Friday, November 22, 2019

Changing People’s Daily Lives


God had promised that Josiah would escape destruction because he sincerely sought to please God, but that Judah would be destroyed for their rejection of God.  Josiah spent the next few years trying to turn Judah completely to the Lord, destroying the high places and drove the false priests out of the cities, although he was unable to completely eradicate the idolatry, as II Kings 23:8-9 tells us.  “And he brought all the priests out of the cities of Judah, and defiled the high places where the priests had burned incense, from Geba to Beersheba, and brake down the high places of the gates that were in the entering in of the gate of Joshua the governor of the city, which were on a man's left hand at the gate of the city.  Nevertheless the priests of the high places came not up to the altar of the LORD in Jerusalem, but they did eat of the unleavened bread among their brethren.”

In Leviticus, God had specially forbidden sacrificing children to the Ammonite God, Molech,besides the prohibitions agains serving other Gods.  Solomon had built temples to Molech, and other kings had set up altars to other gods.    Josiah went through the land, destroying these temples and altars as II Kings 23:10-14 describes, to prevent the people from worshipping those other gods.  “And he defiled Topheth, which is in the valley of the children of Hinnom, that no man might make his son or his daughter to pass through the fire to Molech.  And he took away the horses that the kings of Judah had given to the sun, at the entering in of the house of the LORD, by the chamber of Nathanmelech the chamberlain, which was in the suburbs, and burned the chariots of the sun with fire.

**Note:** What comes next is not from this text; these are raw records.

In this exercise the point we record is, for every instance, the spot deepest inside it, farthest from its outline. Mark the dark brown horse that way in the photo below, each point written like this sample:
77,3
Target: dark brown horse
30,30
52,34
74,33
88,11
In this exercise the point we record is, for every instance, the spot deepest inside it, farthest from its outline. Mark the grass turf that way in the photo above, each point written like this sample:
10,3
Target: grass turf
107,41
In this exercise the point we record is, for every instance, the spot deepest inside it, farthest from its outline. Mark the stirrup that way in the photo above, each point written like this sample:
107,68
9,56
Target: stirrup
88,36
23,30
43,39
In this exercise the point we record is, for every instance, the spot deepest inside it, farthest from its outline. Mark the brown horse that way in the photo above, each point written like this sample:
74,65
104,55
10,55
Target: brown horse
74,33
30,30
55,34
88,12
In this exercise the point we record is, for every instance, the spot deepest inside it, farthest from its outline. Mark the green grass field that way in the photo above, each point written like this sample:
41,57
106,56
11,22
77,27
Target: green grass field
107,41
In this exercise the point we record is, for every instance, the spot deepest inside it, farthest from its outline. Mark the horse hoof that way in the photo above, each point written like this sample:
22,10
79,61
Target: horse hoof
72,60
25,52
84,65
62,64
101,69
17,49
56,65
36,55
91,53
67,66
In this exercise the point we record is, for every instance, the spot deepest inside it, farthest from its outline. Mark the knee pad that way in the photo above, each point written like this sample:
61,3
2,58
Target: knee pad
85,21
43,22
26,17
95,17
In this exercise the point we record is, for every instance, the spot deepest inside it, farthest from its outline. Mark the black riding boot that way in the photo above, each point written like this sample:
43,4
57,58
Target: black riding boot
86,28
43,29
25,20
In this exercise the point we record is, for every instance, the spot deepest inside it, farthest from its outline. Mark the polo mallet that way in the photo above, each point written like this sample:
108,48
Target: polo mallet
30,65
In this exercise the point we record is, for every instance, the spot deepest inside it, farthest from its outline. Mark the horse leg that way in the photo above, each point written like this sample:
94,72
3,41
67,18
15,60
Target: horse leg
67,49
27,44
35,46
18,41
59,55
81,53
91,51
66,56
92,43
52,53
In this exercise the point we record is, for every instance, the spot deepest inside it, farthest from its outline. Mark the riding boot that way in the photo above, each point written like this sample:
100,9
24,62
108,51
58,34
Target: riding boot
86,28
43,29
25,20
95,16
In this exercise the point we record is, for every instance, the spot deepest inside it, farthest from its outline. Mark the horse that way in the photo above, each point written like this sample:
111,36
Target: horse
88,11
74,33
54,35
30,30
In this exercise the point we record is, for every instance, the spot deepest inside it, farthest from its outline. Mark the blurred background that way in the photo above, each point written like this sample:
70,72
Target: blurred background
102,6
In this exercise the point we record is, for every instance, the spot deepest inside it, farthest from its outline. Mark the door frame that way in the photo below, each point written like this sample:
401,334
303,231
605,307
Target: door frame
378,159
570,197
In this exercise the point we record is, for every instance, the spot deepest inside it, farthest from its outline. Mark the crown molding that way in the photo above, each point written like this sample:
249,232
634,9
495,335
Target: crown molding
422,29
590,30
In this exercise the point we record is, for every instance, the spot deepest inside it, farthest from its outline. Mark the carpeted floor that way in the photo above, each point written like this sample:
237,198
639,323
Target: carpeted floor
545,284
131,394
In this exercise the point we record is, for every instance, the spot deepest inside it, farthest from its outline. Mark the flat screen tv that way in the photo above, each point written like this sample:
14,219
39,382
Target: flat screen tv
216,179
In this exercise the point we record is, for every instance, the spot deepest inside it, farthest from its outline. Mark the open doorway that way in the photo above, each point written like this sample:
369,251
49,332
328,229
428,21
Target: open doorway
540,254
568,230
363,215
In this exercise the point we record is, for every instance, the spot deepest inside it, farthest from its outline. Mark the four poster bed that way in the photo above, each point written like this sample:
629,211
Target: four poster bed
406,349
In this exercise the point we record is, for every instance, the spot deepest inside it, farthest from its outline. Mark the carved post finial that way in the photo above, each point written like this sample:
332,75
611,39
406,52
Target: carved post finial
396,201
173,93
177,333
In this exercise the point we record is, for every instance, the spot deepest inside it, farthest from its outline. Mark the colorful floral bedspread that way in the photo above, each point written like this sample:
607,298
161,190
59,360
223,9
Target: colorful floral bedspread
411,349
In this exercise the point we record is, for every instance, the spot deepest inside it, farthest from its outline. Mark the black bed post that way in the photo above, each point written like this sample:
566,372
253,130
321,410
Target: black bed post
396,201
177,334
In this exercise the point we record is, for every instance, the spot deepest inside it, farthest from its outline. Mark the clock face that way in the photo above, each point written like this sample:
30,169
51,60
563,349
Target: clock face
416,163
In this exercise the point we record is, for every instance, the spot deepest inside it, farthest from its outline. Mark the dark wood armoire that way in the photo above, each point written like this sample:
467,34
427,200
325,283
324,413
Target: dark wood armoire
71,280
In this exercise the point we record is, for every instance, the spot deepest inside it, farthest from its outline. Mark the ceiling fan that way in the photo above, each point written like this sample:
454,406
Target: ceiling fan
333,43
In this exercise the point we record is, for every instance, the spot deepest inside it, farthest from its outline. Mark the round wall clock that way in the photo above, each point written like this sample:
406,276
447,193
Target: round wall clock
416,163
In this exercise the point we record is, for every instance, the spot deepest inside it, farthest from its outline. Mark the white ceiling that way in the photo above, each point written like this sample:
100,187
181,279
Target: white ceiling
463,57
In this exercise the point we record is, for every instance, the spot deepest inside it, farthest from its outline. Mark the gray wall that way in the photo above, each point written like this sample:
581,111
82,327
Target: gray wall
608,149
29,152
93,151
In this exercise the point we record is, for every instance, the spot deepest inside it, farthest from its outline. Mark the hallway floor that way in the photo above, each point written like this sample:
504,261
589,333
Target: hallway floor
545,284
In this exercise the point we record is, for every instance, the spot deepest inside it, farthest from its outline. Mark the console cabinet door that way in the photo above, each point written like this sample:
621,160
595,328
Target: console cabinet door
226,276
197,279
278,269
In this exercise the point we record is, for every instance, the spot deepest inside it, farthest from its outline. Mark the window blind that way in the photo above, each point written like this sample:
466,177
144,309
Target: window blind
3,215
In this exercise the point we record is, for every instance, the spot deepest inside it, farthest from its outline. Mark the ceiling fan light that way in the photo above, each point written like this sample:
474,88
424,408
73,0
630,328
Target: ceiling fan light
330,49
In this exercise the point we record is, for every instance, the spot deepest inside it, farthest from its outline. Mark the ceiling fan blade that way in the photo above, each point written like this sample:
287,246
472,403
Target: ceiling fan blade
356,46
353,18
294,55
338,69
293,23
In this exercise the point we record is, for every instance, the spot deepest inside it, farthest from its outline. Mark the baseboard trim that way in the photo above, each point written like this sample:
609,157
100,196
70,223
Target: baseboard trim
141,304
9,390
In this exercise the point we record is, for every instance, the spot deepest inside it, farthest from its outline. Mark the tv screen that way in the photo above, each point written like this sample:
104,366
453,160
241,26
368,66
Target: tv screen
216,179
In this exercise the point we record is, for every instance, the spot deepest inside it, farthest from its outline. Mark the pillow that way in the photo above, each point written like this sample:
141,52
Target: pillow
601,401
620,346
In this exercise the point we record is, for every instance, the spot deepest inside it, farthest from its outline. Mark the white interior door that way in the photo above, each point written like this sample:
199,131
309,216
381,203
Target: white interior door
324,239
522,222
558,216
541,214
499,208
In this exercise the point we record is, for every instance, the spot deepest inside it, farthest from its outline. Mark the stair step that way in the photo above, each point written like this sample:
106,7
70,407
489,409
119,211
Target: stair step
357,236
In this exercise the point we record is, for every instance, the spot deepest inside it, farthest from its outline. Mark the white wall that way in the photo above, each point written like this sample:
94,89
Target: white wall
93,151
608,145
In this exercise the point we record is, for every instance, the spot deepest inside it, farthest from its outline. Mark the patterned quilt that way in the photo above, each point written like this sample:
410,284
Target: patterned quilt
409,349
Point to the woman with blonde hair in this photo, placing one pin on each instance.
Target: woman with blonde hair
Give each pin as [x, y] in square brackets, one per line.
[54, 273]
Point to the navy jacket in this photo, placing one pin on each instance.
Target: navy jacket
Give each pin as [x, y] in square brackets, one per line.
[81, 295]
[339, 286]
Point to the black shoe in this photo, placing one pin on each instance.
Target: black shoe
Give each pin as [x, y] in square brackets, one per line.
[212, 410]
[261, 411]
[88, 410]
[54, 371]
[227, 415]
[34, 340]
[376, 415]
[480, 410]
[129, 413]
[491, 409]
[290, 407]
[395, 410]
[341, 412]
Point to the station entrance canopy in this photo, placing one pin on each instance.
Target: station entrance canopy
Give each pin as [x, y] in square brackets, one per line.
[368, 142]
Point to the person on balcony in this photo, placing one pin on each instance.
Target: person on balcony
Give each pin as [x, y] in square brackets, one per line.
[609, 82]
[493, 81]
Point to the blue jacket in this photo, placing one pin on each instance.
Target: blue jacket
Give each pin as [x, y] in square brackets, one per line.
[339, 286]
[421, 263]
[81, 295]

And the altars that were on the top of the upper chamber of Ahaz, which the kings of Judah had made, and the altars which Manasseh had made in the two courts of the house of the LORD, did the king beat down, and brake them down from thence, and cast the dust of them into the brook Kidron.  And the high places that were before Jerusalem, which were on the right hand of the mount of corruption, which Solomon the king of Israel had builded for Ashtoreth the abomination of the Zidonians, and for Chemosh the abomination of the Moabites, and for Milcom the abomination of the children of Ammon, did the king defile.  And he brake in pieces the images, and cut down the groves, and filled their places with the bones of men.”

When Israel and Judah split after Solomon’s death, about three hundred fifty years before, Jeroboam had started his own religion, with Bethel as one of the centers of worship.  God had warned that the altar would be destroyed by a king named Josiah, in I Kings 13:1-2.  “And, behold, there came a man of God out of Judah by the word of the LORD unto Bethel: and Jeroboam stood by the altar to burn incense.  And he cried against the altar in the word of the LORD, and said, O altar, altar, thus saith the LORD; Behold, a child shall be born unto the house of David, Josiah by name; and upon thee shall he offer the priests of the high places that burn incense upon thee, and men's bones shall be burnt upon thee.”

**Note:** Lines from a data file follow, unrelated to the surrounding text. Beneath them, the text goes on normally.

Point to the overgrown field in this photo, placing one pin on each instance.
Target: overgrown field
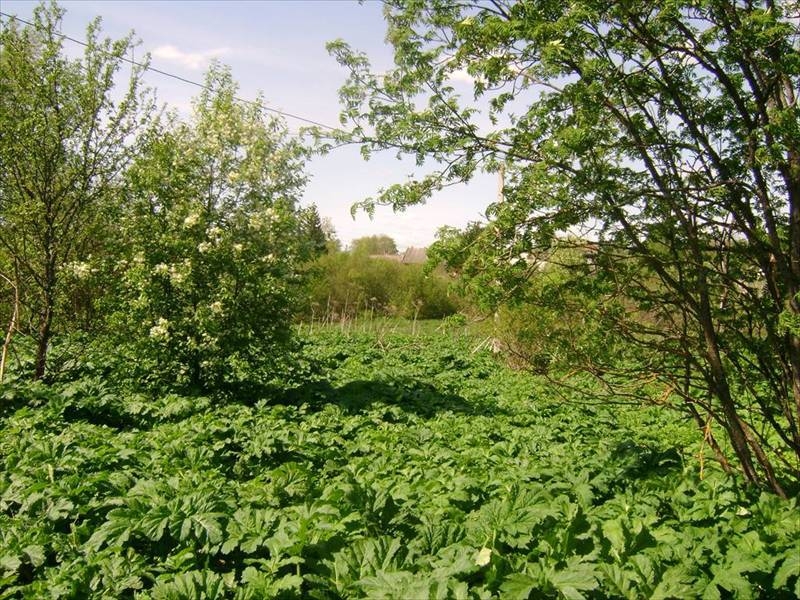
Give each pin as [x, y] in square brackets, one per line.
[409, 467]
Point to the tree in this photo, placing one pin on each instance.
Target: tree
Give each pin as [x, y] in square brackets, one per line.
[211, 244]
[65, 141]
[374, 244]
[663, 132]
[313, 231]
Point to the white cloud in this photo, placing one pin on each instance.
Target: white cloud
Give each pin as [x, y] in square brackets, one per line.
[191, 60]
[461, 76]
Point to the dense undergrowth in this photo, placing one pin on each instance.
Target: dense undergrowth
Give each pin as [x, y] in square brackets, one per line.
[408, 467]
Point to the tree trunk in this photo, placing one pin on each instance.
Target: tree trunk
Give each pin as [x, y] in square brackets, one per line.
[46, 319]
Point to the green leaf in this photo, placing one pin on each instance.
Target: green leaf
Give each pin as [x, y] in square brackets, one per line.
[789, 568]
[518, 586]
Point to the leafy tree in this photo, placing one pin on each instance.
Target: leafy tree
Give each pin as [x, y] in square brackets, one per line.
[65, 140]
[212, 249]
[313, 230]
[374, 244]
[665, 132]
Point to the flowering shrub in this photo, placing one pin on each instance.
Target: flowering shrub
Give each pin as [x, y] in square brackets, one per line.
[212, 249]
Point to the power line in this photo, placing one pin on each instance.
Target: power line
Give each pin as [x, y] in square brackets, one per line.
[182, 79]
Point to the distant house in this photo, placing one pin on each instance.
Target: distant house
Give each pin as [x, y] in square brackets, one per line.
[412, 256]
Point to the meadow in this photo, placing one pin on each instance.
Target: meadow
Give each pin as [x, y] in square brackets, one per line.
[389, 465]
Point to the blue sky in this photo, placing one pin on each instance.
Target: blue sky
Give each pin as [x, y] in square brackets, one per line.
[278, 48]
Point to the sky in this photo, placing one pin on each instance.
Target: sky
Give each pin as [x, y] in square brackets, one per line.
[278, 48]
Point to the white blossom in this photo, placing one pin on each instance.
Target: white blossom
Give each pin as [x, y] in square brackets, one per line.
[191, 220]
[160, 331]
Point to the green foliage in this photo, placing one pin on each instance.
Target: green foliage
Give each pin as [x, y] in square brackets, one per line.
[412, 467]
[348, 284]
[66, 136]
[211, 250]
[664, 132]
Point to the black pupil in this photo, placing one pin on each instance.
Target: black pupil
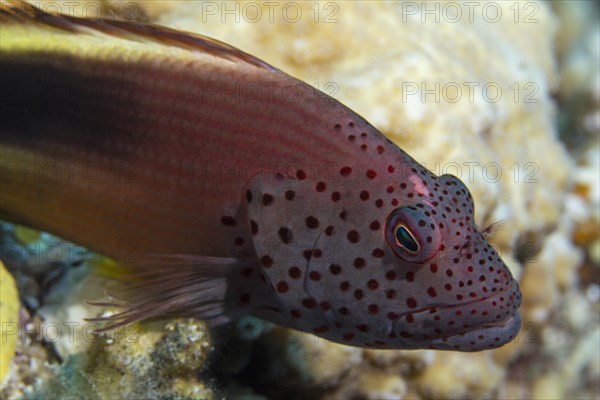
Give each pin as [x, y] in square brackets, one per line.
[406, 240]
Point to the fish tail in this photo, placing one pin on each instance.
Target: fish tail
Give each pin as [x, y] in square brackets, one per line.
[164, 286]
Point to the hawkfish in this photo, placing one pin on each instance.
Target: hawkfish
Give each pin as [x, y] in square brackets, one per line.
[231, 188]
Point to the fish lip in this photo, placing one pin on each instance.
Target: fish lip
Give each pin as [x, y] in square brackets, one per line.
[465, 304]
[494, 335]
[495, 332]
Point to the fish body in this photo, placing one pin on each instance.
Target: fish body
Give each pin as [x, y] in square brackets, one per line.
[238, 188]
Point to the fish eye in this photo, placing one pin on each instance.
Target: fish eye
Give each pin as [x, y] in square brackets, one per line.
[412, 233]
[405, 238]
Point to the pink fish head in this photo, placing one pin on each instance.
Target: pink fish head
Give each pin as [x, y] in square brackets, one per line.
[383, 259]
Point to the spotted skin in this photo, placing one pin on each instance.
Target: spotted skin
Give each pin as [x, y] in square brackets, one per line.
[323, 251]
[344, 236]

Three hundred fifty years later, Josiah fulfilled that promise, in II Kings 23:15-18.  “Moreover the altar that was at Bethel, and the high place which Jeroboam the son of Nebat, who made Israel to sin, had made, both that altar and the high place he brake down, and burned the high place, and stamped it small to powder, and burned the grove.  And as Josiah turned himself, he spied the sepulchres that were there in the mount, and sent, and took the bones out of the sepulchres, and burned them upon the altar, and polluted it, according to the word of the LORD which the man of God proclaimed, who proclaimed these words.  Then he said, What title is that that I see?

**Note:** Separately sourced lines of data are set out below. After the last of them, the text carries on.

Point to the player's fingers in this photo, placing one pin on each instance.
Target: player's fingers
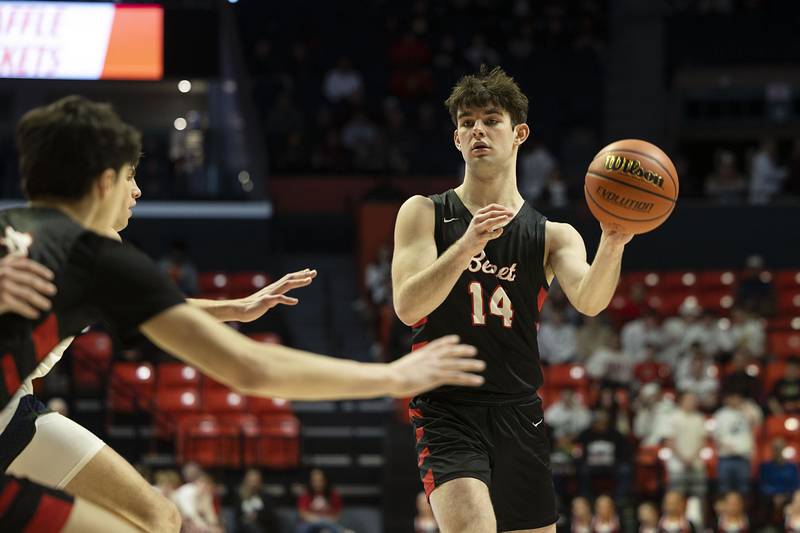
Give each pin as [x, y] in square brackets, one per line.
[461, 378]
[21, 277]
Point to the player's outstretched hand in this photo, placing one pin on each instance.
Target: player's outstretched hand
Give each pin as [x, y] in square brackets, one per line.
[440, 362]
[487, 224]
[254, 306]
[25, 286]
[615, 234]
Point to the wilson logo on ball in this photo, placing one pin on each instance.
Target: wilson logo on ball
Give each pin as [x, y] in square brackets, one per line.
[634, 168]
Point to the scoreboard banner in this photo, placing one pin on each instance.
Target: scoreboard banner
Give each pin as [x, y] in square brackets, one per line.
[81, 41]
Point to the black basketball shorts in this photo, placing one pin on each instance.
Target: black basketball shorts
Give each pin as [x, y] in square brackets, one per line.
[505, 446]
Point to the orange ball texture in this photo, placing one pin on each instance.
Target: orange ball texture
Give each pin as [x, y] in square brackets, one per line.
[631, 184]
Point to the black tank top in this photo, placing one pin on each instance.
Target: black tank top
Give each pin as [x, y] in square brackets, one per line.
[494, 305]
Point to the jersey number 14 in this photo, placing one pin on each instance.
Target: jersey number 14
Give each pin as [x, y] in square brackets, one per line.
[499, 305]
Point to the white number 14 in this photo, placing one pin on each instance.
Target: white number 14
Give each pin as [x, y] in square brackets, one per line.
[499, 305]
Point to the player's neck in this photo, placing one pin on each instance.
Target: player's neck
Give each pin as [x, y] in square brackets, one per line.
[478, 191]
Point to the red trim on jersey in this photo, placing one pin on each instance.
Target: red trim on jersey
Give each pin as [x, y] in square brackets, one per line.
[428, 483]
[45, 336]
[51, 515]
[10, 373]
[9, 493]
[424, 454]
[541, 298]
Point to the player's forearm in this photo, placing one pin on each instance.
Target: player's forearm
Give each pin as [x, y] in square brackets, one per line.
[298, 375]
[222, 310]
[422, 293]
[600, 281]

And the men of the city told him, It is the sepulchre of the man of God, which came from Judah, and proclaimed these things that thou hast done against the altar of Bethel.

 And he said, Let him alone; let no man move his bones. So they let his bones alone, with the bones of the prophet that came out of Samaria.”

While he was at it, Josiah wiped out the false religions throughout both Judah and Israel, as described in II Kings 23:19-24.  “And all the houses also of the high places that were in the cities of Samaria, which the kings of Israel had made to provoke the LORD to anger, Josiah took away, and did to them according to all the acts that he had done in Bethel.  And he slew all the priests of the high places that were there upon the altars, and burned men's bones upon them, and returned to Jerusalem.   Moreover the workers with familiar spirits, and the wizards, and the images, and the idols, and all the abominations that were spied in the land of Judah and in Jerusalem, did Josiah put away, that he might perform the words of the law which were written in the book that Hilkiah the priest found in the house of the LORD.”

While it was essential that the teachings and practices in the church be corrected, it would have little impact unless changes are made in the people’s daily lives as well.  Josiah was doing everything he could to prevent or postpone Judah’s destruction.